- Created in Endodontics
Drinking hot and cold beverages, eating sweet or acidic foods, brushing your teeth, breathing through your mouth, biting down—if any of these normal activities are causing you pain, you’re probably experiencing tooth sensitivity.
Tooth anatomy helps explain why teeth can become sensitive:
- Enamel covers the crown, the visible part of the tooth above the gum line. Enamel is composed primarily of minerals and is the hardest substance in the body. Intact enamel protects the vulnerable tissues inside the tooth.
- Cementum covers the roots of the tooth and, while quite strong, is more porous and softer than enamel.
- Dentin lies just beneath the outer enamel and cementum. It’s a softer tissue filled with microscopic tubules that are connected to the pulp. When damaged enamel or cementum expose part of the dentin layer, the tooth becomes sensitive to things like temperature, sugars and acids, and touch.
- Inside the tooth and protected by the dentin layer are the pulp chamber and root canals. These are filled with pulp, living tissue composed of nerves, blood vessels, and connective tissue. If the pulp is damaged, the blood vessels inside become inflamed, putting pressure on the nerves and causing pain. Infection can set in, destroying pulp tissue and spreading to the surrounding gums and bone.
What causes sensitivity?
Sensitivity is a symptom that the tooth is compromised. You should see your dentist promptly to discover the source of and treatment for your discomfort.
- Tooth Decay
When a cavity is deep enough to penetrate the enamel and reach the dentin, sharp pain when eating certain foods, drinking hot or cold beverages, breathing through the mouth, or brushing can result. Sensitivity can also be a sign that a loose or broken filling needs replacement. Treating a cavity in its early stages or replacing a damaged filling right away prevents decay from reaching the inner pulp and endangering the tooth.
Once decay has reached the pulp, the tooth is vulnerable to infection. This infection can spread to bone and gum tissue. Because the inner pulp contains nerves, infected and inflamed pulp can be very painful. Root canal treatment is often necessary to save the tooth.
A chip, crack, or fracture can damage tooth structure and expose dentin and pulp to bacteria. You should see your dentist immediately after any dental trauma. Crown, onlays, veneers, or other restorations can repair injured teeth and prevent further damage.
- Gum Disease
Periodontitis causes the gums to pull away from the teeth, exposing portions of the cementum covering the roots. Cementum is softer than enamel, and more prone to sensitivity and decay.
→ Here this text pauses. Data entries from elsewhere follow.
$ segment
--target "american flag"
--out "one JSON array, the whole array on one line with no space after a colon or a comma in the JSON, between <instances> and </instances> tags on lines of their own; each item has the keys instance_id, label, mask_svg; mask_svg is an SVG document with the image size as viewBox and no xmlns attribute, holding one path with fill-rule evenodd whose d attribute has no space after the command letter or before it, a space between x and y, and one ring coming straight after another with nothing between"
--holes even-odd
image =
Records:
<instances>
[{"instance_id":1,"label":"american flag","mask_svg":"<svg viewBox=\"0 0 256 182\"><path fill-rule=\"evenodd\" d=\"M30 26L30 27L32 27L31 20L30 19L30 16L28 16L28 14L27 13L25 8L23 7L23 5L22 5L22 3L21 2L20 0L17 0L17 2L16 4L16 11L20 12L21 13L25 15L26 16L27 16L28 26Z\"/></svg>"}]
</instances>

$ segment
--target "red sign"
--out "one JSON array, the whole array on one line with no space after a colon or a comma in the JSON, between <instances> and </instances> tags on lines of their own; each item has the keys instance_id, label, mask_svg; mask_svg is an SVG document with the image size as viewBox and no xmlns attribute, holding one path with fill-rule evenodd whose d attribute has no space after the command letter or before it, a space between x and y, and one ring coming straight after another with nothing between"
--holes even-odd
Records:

If you have periodontitis, your dentist can recommend treatment options, including antibiotics, deep cleanings, and/or gum surgery.
- Acidic Erosion
Acids can erode tooth enamel, exposing the dentin underneath. Acidic foods should be enjoyed in moderation and eaten with meals. Sodas and energy drinks should be limited. Medical conditions such as acid reflux can be very damaging to enamel, especially on the back of the teeth, and should be treated by your physician. Enamel won’t grow back, but if you have suffered significant enamel erosion, your dentist might suggest fillings, crowns, bonding, or veneers.
- Abrasive Erosion
Aggressive brushing and hard-bristled brushes can be so abrasive that they cause enamel erosion and gum recession. Use a soft bristled or electric toothbrush, and brush thoroughly but gently. Your dentist can recommend better brushing techniques and toothpastes which reduce sensitivity.
- Tooth Grinding
Repetitive nightly grinding can put so much pressure on the teeth that the outer layer of enamel is worn away. Tiny cracks and fractures develop. Pulp inflammation can occur. A custom-fitted nightguard is a common treatment used to redistribute grinding pressures.
Too much pressure on a tooth caused by an unbalanced bite can lead to worn or cracked teeth or pulp inflammation. Orthodontic treatment is often recommended to create a healthy, balanced bite.
Tooth sensitivity shouldn’t be ignored. Any unpleasant or painful sensation which persists should be evaluated by your dentist to determine the cause of your sensitivity and to create a treatment plan for a pain-free smile.